Coerência Teológica e Histórica: A obra mantém uma rigorosa coerência com o princípio do Sola Scriptura e resgata a prática histórica da Reforma, estabelecendo um contraste necessário entre a adoração divinamente autorizada e as inovações litúrgicas contemporâneas.
Pontos a Criticar (Escopo Retórico e Estratégia Pedagógica):
Escopo Exclusivamente Declaratório: O gênero do texto é fortemente polemista e declaratório, configurando-se mais como uma defesa categórica da tese do que como um diálogo ou material didático introdutório.

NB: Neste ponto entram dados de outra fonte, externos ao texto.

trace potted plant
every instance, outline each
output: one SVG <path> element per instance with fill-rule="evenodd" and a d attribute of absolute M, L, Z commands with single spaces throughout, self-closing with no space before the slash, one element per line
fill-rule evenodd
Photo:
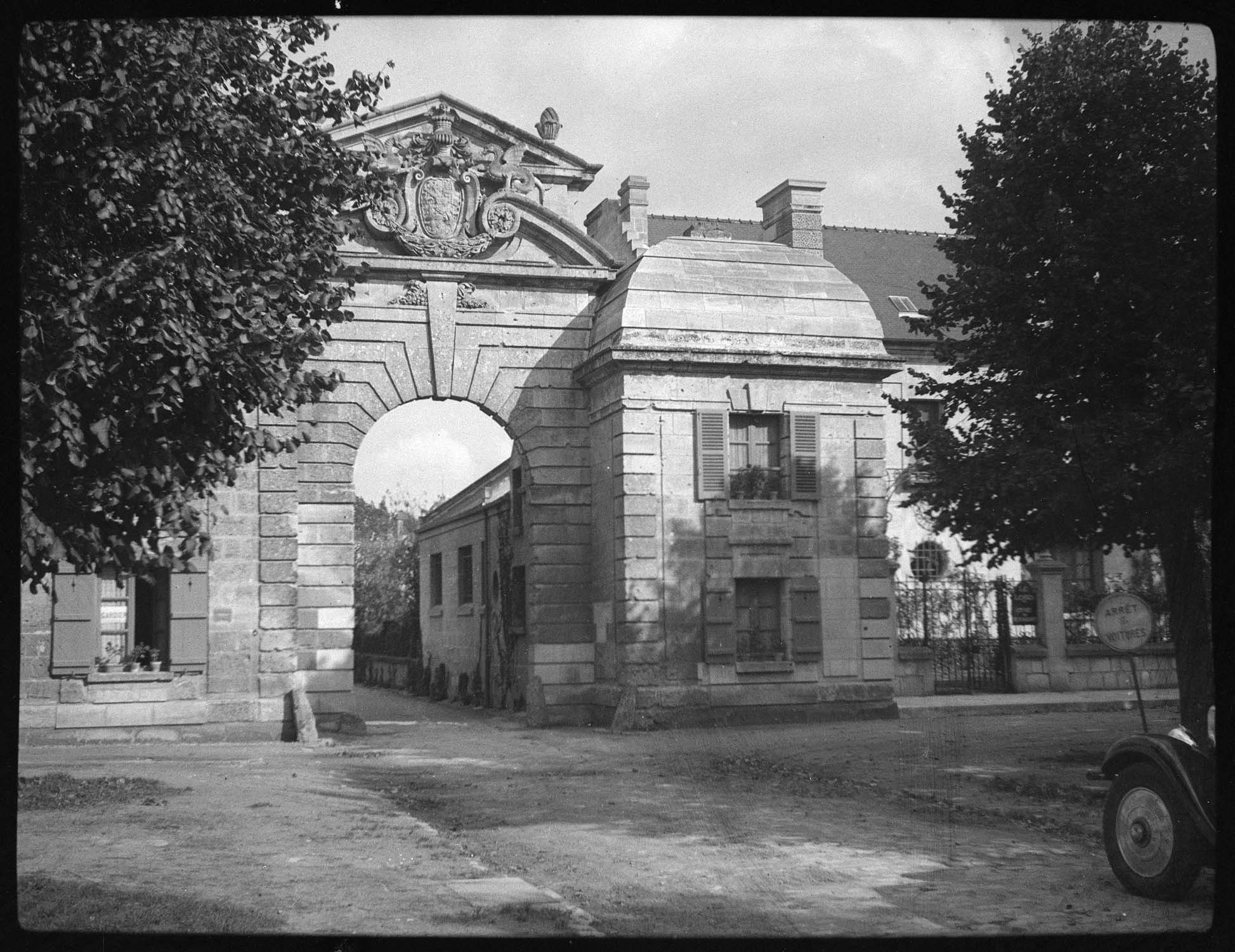
<path fill-rule="evenodd" d="M 111 666 L 120 664 L 120 649 L 114 644 L 109 644 L 103 654 L 96 654 L 94 657 L 94 666 L 101 673 L 106 674 L 111 670 Z"/>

Embora essa abordagem seja essencial para o seu propósito de reforma, ela impõe um desafio retórico e pedagógico.
Estratégia Pedagógica (A Voz Ausente): O material (IRTC) propõe buscar a "história de quem não está sendo contada." Neste contexto, o ponto ausente não é a liberdade da Nova Aliança como refutação à tese (pois a tese se baseia na fidelidade de toda a Escritura), mas sim a dedicação a doutrinar os leigos que formam o público majoritário das igrejas. Dada a crescente deficiência doutrinária atual, o livro carece de um capítulo ou seção dedicada a preparar o leitor leigo nos temas básicos da fé que servem de alicerce para a compreensão do PRC. Ao rejeitar sumariamente a ideia de que o crente tem liberdade em questões de adiaphora, o livro assume um patamar argumentativo elevado, o que, embora teologicamente fiel, torna o documento menos acessível para a conversão de leigos que ainda não entendem a profundidade do Princípio Regulador.

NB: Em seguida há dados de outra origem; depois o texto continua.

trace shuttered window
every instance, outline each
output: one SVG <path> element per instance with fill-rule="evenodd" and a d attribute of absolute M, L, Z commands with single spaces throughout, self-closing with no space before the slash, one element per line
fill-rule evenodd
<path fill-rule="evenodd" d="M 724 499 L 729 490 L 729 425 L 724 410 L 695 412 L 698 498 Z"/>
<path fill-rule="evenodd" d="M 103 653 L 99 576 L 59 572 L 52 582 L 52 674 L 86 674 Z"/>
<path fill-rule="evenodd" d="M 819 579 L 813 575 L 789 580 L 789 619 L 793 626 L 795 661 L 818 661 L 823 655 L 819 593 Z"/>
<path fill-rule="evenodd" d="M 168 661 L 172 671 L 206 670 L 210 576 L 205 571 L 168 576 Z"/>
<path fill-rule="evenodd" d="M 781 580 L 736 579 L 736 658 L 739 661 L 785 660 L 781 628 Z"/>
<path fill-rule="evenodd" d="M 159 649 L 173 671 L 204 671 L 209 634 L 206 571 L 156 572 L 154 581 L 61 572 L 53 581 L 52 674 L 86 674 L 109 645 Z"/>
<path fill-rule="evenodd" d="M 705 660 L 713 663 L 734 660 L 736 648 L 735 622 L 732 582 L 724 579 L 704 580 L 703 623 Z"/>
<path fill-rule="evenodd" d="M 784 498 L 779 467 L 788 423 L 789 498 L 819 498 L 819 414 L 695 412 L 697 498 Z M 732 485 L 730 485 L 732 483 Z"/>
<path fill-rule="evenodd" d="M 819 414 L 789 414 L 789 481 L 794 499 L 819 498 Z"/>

Em suma, Cânticos do Espírito é uma obra de coragem e solidez doutrinária inquestionável. Seu maior valor reside na apresentação coerente e rigorosa do Cântico Exclusivo de Salmos. A crítica se concentra apenas no seu escopo estritamente declaratório, que, embora fiel à Escritura, impõe uma barreira comunicacional para as igrejas despreparadas. No entanto, é justo reconhecer que a culpa pela deficiência doutrinária não é da proposta nem da linguagem do livro, mas sim do estado atual de despreparo das igrejas.